No existe documento alguno en la Nube que pruebe la existencia de mi padre. En mis archivos personales, en cambio, cuento con muchas fotografías suyas, su acta de defunción, un libro que me dedicó alguna vez, un teléfono celular que hoy luce como un animal mitológico, unos anteojos rotos y algunas cartas. Y diría que esa es toda la memoria que tengo de él. Pero conservo algo más.
Una investigación reciente realizada por la periodista argentina Irene Savio, quien forma parte de la plantilla de colaboradores que trabajan en la revista que dirijo, me devuelve al pasado. Irene visita la fábrica de cromos de Panini Group en Módena, Italia, y consigue algunas imágenes históricas. Entre ellas, la portada del primer álbum internacional de cromos de los mundiales de fútbol.
Es, quizá, 1974, y mi padre me muestra su álbum de cromos. Está incompleto pero yo lo hallo fascinante. Tengo, tal vez, seis años y observo las estampas de Pelé, del portero de la Selección Mexicana, Nacho Calderón, del equipo de Marruecos. El álbum está patrocinado por la compañía mexicana Bimbo.

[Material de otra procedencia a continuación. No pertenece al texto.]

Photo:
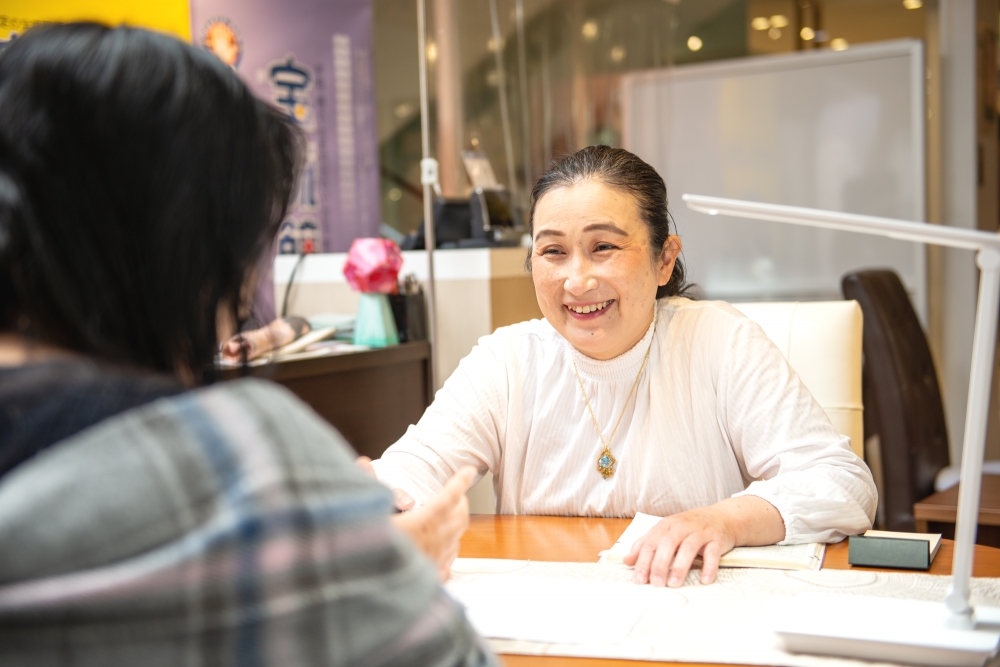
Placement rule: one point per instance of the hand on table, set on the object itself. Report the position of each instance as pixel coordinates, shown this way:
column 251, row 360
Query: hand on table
column 437, row 526
column 256, row 343
column 665, row 554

Una avalancha de recuerdos se desborda en mi cabeza. Papá vuelve a casa de madrugada todas las noches. Por la mañana, en algún sitio, descubro un hatajo con sobres llenos de cromos. A veces son de futbolistas; otras de un programa japonés de televisión; algunas más de luchadores mexicanos; las menos de un álbum de la historia de México.
Hace unas horas, mi hermano Pablo se apersonó en mi casa. De su mochila extrajo un hatajo de cromos del álbum Panini 2014, y durante cerca de dos horas no sólo cambiamos y pegamos, en silencio, estampas de futbolistas. También, y por ese brevísimo instante, volvimos a ser niños y honramos la memoria mi padre.

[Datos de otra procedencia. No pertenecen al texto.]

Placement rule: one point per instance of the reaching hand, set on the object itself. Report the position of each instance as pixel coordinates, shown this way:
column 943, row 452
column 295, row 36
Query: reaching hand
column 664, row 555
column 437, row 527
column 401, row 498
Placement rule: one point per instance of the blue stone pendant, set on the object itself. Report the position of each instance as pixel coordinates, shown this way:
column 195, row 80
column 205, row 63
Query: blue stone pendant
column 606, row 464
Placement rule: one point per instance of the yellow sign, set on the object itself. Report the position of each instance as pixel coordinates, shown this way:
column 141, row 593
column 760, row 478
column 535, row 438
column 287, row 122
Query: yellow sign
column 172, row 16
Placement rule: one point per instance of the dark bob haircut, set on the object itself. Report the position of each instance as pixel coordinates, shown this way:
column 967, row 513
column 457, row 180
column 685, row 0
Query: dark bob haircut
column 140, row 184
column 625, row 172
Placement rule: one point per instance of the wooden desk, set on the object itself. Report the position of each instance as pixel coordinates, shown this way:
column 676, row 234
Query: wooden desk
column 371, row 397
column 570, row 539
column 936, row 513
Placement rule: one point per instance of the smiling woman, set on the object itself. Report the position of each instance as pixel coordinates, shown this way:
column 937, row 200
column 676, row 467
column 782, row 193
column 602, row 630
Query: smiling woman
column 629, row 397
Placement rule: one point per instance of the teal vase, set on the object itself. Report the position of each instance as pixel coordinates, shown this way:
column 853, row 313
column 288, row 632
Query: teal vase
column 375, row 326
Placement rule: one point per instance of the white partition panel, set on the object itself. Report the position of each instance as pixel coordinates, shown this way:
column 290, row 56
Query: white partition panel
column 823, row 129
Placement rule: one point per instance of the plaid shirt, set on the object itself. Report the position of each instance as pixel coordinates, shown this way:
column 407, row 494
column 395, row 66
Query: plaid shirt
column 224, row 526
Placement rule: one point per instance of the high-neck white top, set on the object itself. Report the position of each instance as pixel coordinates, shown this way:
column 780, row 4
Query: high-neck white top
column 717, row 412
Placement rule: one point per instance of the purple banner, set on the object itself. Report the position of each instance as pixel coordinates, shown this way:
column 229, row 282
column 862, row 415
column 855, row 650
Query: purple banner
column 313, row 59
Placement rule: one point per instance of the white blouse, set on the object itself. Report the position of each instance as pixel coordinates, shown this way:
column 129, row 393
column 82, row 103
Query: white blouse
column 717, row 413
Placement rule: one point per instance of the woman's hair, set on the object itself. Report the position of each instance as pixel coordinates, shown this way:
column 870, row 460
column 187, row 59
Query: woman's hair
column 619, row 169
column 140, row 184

Papá murió en la ciudad de Guadalajara en el año 2002. Vivía solo y sufrió un infarto masivo al corazón. Avergonzado y culpable, nos había abandonado unos 20 años atrás. Sus vecinos lo hallaron por el hedor que despedía su cuerpo en descomposición.
Un par de meses después de su muerte, la policía de Guadalajara me franqueó el paso a su apartamento. En el sitio en que se halló su cuerpo, decenas de gusanos se alimentaban aún de los restos de su vómito y sangre. No es esa la imagen que mi memoria retiene de él.
En un estante en el que había juguetes, fotografías, libros, hallé cientos de cromos de álbumes de fútbol, de series de televisión, de películas…
La nueva memoria de la humanidad es un concepto de ideas dispersas que hoy ascienden a un lugar llamado Nube. La vieja memoria es un conjunto de objetos, papeles, fotografías, del que hoy todo el mundo se deshace.
Tengo cuatro álbumes de Panini: Japón-Corea 2002, Alemania 2006, Sudáfrica 2010, Brasil 2014. Los tres primeros están incompletos. Del último aún me resta conseguir 84 cromos.
Esta vez, papá, te juro lo completaré.